A crucial feature of the AMICAS PACS is the ability to restrict access to data when necessary. “It has to have the ability to quarantine data per hospital, because some medical specialists are not approved to see data from other facilities,” McClennen said. “So, having technologies that allow you to restrict and approve access, especially with HIPAA and the political and business concerns of multiple ownership entities, was really important.
“But for radiologists or people who work at all of the facilities, we can give them enterprise access, and then they have the ability to see everything. The main benefit of that is quality of care, because then the right radiologist reads the right study regardless of where it’s rendered.”
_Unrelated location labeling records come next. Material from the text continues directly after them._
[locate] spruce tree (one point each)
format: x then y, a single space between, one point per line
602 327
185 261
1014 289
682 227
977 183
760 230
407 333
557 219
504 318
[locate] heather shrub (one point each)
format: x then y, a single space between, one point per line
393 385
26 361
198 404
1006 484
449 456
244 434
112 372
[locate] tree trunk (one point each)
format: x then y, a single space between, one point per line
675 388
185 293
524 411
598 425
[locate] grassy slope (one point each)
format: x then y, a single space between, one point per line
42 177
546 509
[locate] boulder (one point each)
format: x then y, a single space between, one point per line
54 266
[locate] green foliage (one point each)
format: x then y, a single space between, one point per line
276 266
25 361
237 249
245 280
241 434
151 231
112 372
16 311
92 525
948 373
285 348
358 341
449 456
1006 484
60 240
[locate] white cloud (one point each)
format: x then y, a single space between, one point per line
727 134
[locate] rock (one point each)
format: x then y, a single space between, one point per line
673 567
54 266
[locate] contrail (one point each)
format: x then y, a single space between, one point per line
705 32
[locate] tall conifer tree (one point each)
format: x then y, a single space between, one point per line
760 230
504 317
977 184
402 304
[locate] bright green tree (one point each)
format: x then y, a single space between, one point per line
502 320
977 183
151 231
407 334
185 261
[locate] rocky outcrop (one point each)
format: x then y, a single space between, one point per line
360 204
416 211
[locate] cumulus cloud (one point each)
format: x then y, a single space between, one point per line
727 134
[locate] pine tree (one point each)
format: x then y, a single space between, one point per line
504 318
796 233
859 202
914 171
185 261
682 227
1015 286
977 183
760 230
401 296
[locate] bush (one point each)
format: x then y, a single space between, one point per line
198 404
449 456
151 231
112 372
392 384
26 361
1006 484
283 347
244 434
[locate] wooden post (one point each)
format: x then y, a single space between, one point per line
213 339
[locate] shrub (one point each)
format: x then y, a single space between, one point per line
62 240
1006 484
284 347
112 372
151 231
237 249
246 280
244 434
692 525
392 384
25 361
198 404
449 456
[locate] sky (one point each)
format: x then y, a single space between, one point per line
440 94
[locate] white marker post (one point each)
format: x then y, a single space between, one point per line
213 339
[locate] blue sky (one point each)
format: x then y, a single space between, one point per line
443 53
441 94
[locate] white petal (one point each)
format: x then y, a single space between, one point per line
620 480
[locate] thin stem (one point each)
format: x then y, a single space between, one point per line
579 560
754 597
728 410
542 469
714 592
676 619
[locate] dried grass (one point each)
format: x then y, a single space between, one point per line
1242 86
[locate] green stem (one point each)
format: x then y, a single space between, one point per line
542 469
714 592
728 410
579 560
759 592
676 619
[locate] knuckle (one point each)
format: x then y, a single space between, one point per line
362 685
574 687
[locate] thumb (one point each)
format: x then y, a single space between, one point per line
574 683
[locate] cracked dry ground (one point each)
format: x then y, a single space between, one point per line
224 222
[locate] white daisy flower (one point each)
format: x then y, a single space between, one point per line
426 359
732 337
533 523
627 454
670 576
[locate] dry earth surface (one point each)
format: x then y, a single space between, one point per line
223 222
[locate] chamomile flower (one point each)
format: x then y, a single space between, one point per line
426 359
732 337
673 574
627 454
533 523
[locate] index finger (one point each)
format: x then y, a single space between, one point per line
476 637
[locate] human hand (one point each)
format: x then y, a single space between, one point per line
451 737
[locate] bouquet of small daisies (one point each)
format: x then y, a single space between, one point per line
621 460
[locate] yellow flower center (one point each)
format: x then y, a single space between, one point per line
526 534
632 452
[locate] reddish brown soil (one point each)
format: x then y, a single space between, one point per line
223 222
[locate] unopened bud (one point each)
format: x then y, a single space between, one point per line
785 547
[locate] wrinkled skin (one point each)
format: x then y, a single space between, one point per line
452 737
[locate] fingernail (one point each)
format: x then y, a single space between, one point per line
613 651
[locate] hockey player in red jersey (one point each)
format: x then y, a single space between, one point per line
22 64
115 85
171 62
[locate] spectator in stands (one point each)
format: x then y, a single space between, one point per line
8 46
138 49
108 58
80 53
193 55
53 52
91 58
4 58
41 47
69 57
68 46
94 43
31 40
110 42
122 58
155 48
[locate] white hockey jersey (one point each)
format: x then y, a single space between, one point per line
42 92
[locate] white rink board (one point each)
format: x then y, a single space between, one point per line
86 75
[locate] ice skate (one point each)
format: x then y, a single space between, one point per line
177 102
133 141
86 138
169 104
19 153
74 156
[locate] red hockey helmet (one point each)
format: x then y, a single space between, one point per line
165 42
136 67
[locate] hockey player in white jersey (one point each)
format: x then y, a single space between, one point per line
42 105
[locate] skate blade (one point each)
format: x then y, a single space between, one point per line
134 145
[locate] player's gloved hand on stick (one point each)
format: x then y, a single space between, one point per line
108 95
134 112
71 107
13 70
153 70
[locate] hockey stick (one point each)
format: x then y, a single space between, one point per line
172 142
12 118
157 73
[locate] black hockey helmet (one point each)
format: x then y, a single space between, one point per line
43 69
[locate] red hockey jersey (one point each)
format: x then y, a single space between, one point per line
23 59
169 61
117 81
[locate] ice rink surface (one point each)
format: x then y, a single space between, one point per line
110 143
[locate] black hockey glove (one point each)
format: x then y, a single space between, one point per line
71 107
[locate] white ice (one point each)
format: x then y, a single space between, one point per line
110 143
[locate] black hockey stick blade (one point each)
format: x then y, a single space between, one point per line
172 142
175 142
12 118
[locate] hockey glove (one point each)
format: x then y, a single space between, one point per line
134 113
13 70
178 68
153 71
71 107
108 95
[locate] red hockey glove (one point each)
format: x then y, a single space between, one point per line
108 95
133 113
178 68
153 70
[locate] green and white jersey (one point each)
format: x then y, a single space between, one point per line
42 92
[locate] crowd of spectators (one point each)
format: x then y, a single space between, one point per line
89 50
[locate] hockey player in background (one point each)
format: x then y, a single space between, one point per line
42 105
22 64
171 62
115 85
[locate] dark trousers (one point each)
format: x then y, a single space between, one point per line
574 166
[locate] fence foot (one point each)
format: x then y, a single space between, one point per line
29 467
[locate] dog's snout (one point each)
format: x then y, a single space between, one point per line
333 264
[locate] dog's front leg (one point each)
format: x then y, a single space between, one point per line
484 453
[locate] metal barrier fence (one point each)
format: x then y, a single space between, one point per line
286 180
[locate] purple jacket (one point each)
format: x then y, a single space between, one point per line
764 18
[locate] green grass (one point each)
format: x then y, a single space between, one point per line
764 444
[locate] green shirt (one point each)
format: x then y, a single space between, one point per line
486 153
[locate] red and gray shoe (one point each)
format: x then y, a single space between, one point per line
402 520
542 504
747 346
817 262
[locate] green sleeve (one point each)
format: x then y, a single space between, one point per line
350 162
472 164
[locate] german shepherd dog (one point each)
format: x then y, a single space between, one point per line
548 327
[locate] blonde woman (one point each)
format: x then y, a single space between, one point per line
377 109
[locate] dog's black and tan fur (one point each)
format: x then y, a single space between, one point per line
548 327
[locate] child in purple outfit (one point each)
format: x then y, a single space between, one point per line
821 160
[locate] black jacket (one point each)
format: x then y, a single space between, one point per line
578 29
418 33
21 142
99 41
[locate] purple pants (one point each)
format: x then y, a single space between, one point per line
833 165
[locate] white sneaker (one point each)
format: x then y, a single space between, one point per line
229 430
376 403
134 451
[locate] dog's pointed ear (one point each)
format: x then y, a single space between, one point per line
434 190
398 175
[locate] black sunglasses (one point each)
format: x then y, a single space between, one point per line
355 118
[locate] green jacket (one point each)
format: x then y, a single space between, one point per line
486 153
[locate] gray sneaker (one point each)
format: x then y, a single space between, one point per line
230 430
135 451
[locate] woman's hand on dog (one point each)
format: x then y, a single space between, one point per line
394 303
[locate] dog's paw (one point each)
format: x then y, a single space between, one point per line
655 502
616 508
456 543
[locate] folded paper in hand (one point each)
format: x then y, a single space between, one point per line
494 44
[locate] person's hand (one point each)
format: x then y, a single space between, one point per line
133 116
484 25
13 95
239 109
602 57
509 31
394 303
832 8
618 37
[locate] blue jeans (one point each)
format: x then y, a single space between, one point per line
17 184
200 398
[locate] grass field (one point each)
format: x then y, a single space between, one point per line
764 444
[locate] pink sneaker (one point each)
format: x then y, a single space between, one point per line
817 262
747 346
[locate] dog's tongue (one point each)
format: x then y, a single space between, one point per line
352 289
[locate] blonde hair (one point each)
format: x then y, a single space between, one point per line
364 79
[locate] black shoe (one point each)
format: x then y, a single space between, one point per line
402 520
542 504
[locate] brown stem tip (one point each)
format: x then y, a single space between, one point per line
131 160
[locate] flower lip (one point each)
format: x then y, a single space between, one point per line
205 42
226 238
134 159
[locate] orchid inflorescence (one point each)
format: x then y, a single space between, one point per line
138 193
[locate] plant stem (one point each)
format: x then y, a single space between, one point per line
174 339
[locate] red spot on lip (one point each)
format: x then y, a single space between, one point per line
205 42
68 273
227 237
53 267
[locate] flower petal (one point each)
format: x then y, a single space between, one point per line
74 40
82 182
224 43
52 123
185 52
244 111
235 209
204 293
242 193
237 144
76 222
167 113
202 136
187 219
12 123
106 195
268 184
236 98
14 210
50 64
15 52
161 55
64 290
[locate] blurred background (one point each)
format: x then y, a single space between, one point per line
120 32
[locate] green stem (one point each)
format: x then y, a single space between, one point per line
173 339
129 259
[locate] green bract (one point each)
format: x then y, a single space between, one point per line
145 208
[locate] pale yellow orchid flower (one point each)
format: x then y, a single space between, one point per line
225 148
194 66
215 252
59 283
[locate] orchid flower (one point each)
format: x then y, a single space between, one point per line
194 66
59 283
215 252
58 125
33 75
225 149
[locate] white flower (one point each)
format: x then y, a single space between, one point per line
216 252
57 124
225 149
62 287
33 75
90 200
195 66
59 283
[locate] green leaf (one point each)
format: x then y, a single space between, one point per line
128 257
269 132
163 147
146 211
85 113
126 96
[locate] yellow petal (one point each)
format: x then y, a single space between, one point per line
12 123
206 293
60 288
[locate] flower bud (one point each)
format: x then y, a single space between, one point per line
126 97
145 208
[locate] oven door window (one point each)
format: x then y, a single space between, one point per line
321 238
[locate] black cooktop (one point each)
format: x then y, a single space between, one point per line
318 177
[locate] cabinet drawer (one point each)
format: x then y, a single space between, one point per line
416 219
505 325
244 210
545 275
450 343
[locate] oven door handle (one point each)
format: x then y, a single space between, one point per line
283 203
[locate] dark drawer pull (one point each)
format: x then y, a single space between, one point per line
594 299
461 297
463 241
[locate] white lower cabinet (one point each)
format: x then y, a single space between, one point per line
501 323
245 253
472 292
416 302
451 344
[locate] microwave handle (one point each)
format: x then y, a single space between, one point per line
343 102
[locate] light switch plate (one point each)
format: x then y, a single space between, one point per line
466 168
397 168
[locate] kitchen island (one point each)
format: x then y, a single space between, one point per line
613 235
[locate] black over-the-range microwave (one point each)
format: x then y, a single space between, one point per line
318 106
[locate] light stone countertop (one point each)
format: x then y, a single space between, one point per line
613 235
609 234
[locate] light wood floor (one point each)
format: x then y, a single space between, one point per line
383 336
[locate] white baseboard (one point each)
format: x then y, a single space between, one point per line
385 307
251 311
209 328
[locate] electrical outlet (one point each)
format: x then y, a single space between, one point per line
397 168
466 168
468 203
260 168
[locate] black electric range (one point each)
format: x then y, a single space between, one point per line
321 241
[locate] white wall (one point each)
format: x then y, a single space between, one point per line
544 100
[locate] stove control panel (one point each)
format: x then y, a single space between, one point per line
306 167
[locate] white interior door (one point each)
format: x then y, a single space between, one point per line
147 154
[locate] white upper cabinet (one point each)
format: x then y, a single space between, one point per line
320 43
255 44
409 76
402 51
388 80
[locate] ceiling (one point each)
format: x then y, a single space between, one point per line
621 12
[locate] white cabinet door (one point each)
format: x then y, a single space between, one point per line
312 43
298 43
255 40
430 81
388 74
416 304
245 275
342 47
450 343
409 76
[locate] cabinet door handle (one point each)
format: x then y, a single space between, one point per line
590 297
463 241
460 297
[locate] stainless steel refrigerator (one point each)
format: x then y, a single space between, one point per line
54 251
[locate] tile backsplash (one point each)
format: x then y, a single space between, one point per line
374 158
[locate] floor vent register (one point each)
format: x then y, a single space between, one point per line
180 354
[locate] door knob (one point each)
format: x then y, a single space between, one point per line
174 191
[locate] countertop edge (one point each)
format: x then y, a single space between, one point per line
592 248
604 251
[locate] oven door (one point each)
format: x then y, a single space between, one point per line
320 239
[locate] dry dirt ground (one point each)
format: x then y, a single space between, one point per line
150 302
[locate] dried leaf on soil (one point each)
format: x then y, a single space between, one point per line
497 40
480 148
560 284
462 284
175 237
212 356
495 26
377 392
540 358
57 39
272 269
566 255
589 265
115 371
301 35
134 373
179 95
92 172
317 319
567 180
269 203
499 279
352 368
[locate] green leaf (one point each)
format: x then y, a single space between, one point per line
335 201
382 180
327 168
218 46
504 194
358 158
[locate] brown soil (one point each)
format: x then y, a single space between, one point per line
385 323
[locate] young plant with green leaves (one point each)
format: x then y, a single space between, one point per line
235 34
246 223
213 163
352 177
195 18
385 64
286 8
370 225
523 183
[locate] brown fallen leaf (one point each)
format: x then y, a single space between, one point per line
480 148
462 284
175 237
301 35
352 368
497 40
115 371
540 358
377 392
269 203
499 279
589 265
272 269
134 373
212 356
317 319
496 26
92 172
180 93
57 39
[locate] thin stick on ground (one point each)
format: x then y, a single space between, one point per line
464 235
More daunting than meeting the technological challenges, however, was balancing the political and business concerns, McClennen noted. “This is the first time I’ve ever seen this done,” he said. “That’s why I think it’s so exciting. Quality of care trumped business and political issues.”
IBM GMAS Improves Archiving for Orlando Regional
For large hospital systems like Orlando Regional Healthcare, Orlando, Fla, archiving data is no small feat. To help address the demand generated by its eight hospitals and two data centers, Orlando Regional recently implemented the IBM Grid Medical Archive Solution (GMAS) from IBM Corp, Armonk, NY. Incorporating servers, storage, software, and services, the GMAS provides hospitals, clinics, research institutions, and pharmaceutical companies with a multitier, multiapplication, and multisite approach to archiving.
Orlando Regional uses the system to address the exponential growth of fixed content data that the health care system has been experiencing.
“Like most big hospital systems, we have to replicate our digital images for radiology PACS, cardiology, and our medical records,” explained Alex Veletsos, CTO at Orlando Regional. “The Grid actually instantaneously creates a second copy of it and places it wherever you want it to be.”
This saves many trips between the hospital system’s two data centers, which are located 8 miles apart. “The advantage of GMAS is it does that automatically for us,” Veletsos said. “We don’t have to manually go in and create that copy; we don’t have to buy replication software to do that because it’s included with GMAS. Most importantly, it has the intelligence to prohibit replication of corruption.”
GMAS is based on IBM’s System Storage EXP3000, System Storage Grid Access Manager, System x 3650 servers, and IBM Global Technology Storage Servers. Delivered in prepriced bundles, the system is designed to eliminate many of the IT department’s manual administration tasks.
“It’s an all-in-one solution,” Veletsos said. “It doesn’t come in bits and pieces. If you tried to do this on your own as the CTO of a hospital, you would have to gather your own software, your own administrators. When you get this, you get everything. It makes the implementation easier, and it makes the administration easier.”
Orlando Regional’s GMAS solution has a capacity of 50 terabytes and was installed in less than 5 weeks, though data migration took a little longer. It now stores images from Orlando Regional’s radiology PACS, HIM medical records, and cardiology PACS applications.
“It changes our outlook from the traditional storage and archival strategy that we had in the past to a more automated way, and avoids replication and corruption,” Veletsos said.
IBM Corp introduced the GMAS at the annual meeting of the American Telemedicine Association, Washington, DC, held in mid May in Nashville, Tenn.